An outbreak of 117 tornadoes occurred in association with Ivan extending from Florida and Alabama northeastward into Maryland and Virginia.

U.S. rainfall totals generally ranged from 3 to 7 inches along a large swath from Alabama and the Florida panhandle northeastward across the eastern Tennessee Valley and into New England.

Ivan was a classical, long-lived Cape Verde hurricane that developed from a tropical wave over the far eastern Atlantic, became a hurricane over 1000 miles east of the Windward Islands, strengthened to a major hurricane before the center passed near Grenada, just south of Jamaica, near the Cayman Islands, through the Yucatan Channel, and at landfall in the U.S.

The forces of Ivan were directly responsible for 92 deaths including 39 in Grenada, 25 in the United States, 17 in Jamaica, 4 in Dominican Republic, 3 in Venezuela, 2 in Cayman Islands, and 1 each in Tobago and Barbados.

Total U.S. damage estimate is $18.8 billion (in 2004 dollars not adjusted for inflation).

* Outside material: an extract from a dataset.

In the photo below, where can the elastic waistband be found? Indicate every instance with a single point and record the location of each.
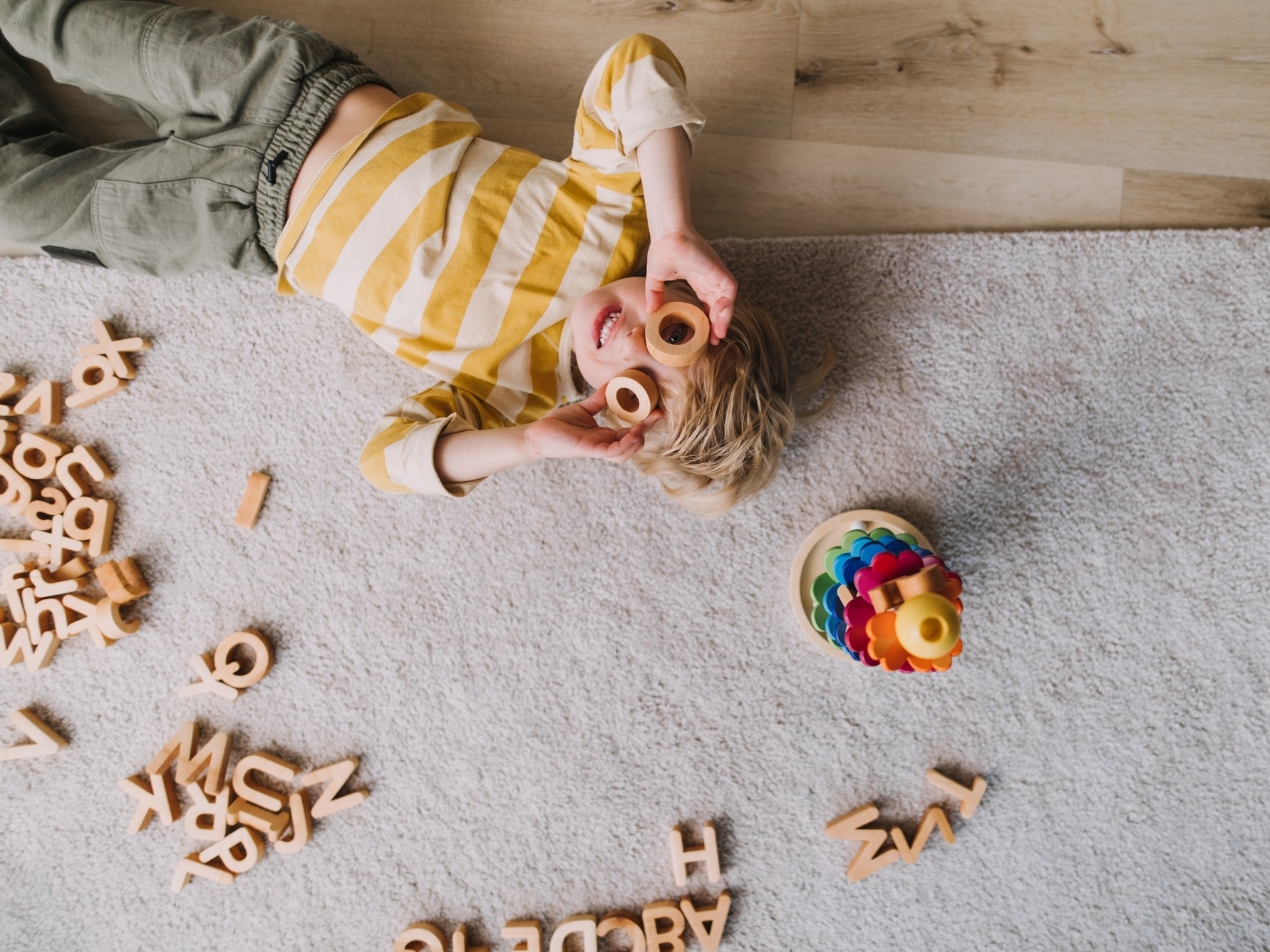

One way to characterize tropical cyclone activity is by the Accumulated Cyclone Energy (ACE) index which accounts for the combined number, intensity, and duration of tropical storms and hurricanes during a given season.  A 30-year average ACE value for an entire Atlantic hurricane season is 104. 

The ACE value for Hurricane Ivan alone was 70!